"Black History Month is a time to acknowledge and celebrate the achievements and courageous acts of people of African descent in the United States and around the world. This year, Black History month celebrates its 100th anniversary. And yet, Black History Month has failed to fully acknowledge or celebrate the contributions of Black LGBTQ+ people. Just as Pride Month remains overwhelmingly white in its representation, Black History Month continues to be deeply homophobic in its omissions."
"Our continued erasure from the annals of Black history suggests - incorrectly - that the only shapers and movers of Black life, past and present, have been heterosexual. Today, however, contemporary scholarship that examines the intersectionality of people's lives has begun to challenge long-accepted historical narratives that were once treated as gospel. Records that were canonized as definitive truths are now being revisited and corrected for their glaring exclusions. These course corrections have given us a more expansive, honest, and complete understanding of Black history."
"A powerful example is the deliberate and long-standing omission of Bayard Rustin from dominant narratives of the 1960s Civil Rights Movement until the 1990s. Once largely confined to Black queer subcultures and relegated to a footnote in heterosexual retellings of history, Rustin has now been rightfully restored as a central figure. We can no longer accurately discuss the historic 1963 March on Washington without naming Bayard Rustin."

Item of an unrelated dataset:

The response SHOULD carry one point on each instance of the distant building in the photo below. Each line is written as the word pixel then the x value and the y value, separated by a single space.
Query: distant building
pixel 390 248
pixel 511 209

Black History Month marks its 100th anniversary yet continues to exclude and marginalize Black LGBTQ+ contributions. Pride Month remains overwhelmingly white in representation while Black History Month omits queer figures, creating a false narrative that historical Black leadership was exclusively heterosexual. Contemporary intersectional scholarship is reassessing canonized records, revising and correcting glaring exclusions to produce a more expansive and honest understanding of Black history. Bayard Rustin illustrates deliberate erasure and later restoration: once sidelined for his sexuality, Rustin is now recognized as a central strategist of the 1963 March on Washington. The Black historical canon must expand to include more LGBTQ+ icons who shaped movements.